In 1598 Ferdinand II of the Habsburgs issued a decree that all Protestant teachers and preachers had to leave Carniolan cities and squares in 14 days.
In Slovenia Protestantism was most effective and widely spread in the 16th century during the Reformation. The Protestant movement – its most popular form in Carniola was Lutheranism – supported the development of Slovenian literary language, which allowed for Slovenian literature and education to spread for the first time, and the first public library was opened. All this enabled and directed the development of Slovenia to a modern nation.
In response to all of this the Catholic Church initiated the Counter-Reformation, also called the Catholic Reformation, a period of Catholic resurgence which began with the Council of Trent (1545 – 1563) and, in greater part but not completely, ended with the conclusion of European wars of religion in 1648.
In Slovenian lands the Counter-Reformation arrived at the end of the 16th century and was led by the Habsburg Archduke Ferdinand II, who ordered the Protestant groups of of inner Austria to return to the Catholic faith or leave the country.
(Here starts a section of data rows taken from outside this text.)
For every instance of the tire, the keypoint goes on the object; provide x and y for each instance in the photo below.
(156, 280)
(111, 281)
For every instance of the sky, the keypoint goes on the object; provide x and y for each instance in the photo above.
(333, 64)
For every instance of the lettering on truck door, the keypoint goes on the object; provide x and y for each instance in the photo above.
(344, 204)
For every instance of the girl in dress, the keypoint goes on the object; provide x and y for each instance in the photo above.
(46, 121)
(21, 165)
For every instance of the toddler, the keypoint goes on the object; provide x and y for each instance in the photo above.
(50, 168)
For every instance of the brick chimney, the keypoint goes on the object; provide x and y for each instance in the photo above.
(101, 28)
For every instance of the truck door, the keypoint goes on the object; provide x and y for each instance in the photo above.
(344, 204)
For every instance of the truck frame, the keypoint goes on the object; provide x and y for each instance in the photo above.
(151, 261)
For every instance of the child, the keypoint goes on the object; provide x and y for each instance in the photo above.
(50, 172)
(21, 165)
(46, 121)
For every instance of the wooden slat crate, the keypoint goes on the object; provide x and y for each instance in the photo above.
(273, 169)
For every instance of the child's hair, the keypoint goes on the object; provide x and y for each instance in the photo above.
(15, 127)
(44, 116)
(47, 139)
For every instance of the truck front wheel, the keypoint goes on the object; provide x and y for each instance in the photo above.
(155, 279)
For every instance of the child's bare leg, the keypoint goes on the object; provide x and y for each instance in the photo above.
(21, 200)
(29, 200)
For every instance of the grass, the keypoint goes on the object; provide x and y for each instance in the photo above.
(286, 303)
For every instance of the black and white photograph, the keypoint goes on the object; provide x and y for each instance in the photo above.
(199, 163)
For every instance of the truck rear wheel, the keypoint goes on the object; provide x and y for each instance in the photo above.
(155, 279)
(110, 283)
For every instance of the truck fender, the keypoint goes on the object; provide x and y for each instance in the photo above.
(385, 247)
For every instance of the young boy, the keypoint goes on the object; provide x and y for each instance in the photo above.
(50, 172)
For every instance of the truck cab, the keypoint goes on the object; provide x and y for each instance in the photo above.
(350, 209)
During the Counter-Reformation special religious commissions were established, which, accompanied by soldiers, expelled Protestant preachers, abolished Protestant schools, demolished Protestant churches and cemeteries, burned books, and expelled Protestant families who refused to renounce their religion. In Styria they were led by Bishop Martin Brener and in Carniola and Carinthia by Tomaž Hren.
Following the Counter-Reformation’s onset, publication of Slovenian books died out and Protestantism was only preserved in Prekmurje.
Currently the most famous living Protestant in Slovenia is perhaps Milan Kučan, Slovenia’s first president, who was born into a Lutheran teacher’s family in Prekmurje.